Kinerja positif BRI tidak hanya terlihat dari sisi profitabilitas, tetapi juga dari keberlanjutan fungsi intermediasi. Hingga Mei 2026, perseroan telah menyalurkan Kredit Usaha Rakyat (KUR) sebesar Rp84,36 triliun, atau hampir separuh dari target tahunan. Selain itu, BRI terus memperluas dukungannya pada sektor perumahan rakyat dengan menaikkan alokasi KPP menjadi Rp12 triliun untuk memenuhi kebutuhan pembiayaan hunian masyarakat.

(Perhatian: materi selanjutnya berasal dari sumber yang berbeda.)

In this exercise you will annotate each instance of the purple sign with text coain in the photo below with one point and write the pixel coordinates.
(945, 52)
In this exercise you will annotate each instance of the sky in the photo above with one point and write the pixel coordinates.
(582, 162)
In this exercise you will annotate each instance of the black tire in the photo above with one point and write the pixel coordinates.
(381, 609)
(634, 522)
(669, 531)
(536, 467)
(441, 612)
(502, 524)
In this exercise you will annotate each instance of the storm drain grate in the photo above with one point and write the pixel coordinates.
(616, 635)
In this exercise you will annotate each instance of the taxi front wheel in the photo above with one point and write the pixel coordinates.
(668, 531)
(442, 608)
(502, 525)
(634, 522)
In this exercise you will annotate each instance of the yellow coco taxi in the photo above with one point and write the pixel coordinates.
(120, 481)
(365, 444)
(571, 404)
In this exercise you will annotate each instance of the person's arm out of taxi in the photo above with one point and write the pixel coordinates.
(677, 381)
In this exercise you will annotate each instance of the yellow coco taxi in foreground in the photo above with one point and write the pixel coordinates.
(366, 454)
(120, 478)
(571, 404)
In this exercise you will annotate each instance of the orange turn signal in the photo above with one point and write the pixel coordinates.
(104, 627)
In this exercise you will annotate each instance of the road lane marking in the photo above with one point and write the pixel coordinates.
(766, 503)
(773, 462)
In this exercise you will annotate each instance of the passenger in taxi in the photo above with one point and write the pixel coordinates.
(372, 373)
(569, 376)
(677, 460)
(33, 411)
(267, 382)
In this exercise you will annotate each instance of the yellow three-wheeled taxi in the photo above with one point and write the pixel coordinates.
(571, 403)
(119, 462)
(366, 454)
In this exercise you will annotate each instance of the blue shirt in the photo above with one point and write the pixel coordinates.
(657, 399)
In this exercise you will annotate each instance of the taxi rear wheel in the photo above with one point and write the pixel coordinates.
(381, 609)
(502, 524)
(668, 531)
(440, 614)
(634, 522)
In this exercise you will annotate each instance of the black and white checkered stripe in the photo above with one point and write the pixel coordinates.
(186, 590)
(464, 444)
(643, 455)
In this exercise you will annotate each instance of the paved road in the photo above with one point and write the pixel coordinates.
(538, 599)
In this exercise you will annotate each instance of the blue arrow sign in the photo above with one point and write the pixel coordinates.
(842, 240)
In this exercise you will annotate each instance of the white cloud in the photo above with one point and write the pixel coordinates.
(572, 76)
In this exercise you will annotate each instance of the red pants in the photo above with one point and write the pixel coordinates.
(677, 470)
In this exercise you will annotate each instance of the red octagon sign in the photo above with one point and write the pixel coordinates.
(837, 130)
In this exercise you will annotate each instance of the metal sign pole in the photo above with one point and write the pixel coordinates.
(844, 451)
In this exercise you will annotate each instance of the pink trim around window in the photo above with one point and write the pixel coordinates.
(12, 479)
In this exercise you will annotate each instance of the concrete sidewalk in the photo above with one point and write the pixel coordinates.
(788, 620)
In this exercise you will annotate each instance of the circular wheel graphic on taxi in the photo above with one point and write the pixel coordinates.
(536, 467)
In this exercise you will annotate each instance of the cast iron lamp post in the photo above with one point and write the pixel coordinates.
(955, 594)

Menanggapi transformasi ini, Chief Operating Officer (COO) Danantara sekaligus Kepala Badan Pengaturan BUMN, Dony Oskaria, memberikan apresiasi tinggi terhadap performa bank-bank Himbara. Menurutnya, sinergi yang terbangun di bawah supervisi Danantara terbukti mampu mendorong pertumbuhan ekonomi nasional, khususnya dalam memacu sektor produktif seperti UMKM, hilirisasi sumber daya alam, dan penciptaan lapangan kerja secara luas.

Melalui semangat "Satu Bank untuk Semua" yang diusung dalam rebranding korporasi, BRI optimistis dapat menjaga momentum pertumbuhan ini. Dengan fondasi bisnis yang kini jauh lebih terdiversifikasi melalui kontribusi entitas anak yang mencapai 25,1 persen terhadap laba bersih, BRI siap menghadapi tantangan ekonomi masa depan dengan tetap mengedepankan DNA keberpihakan kepada rakyat.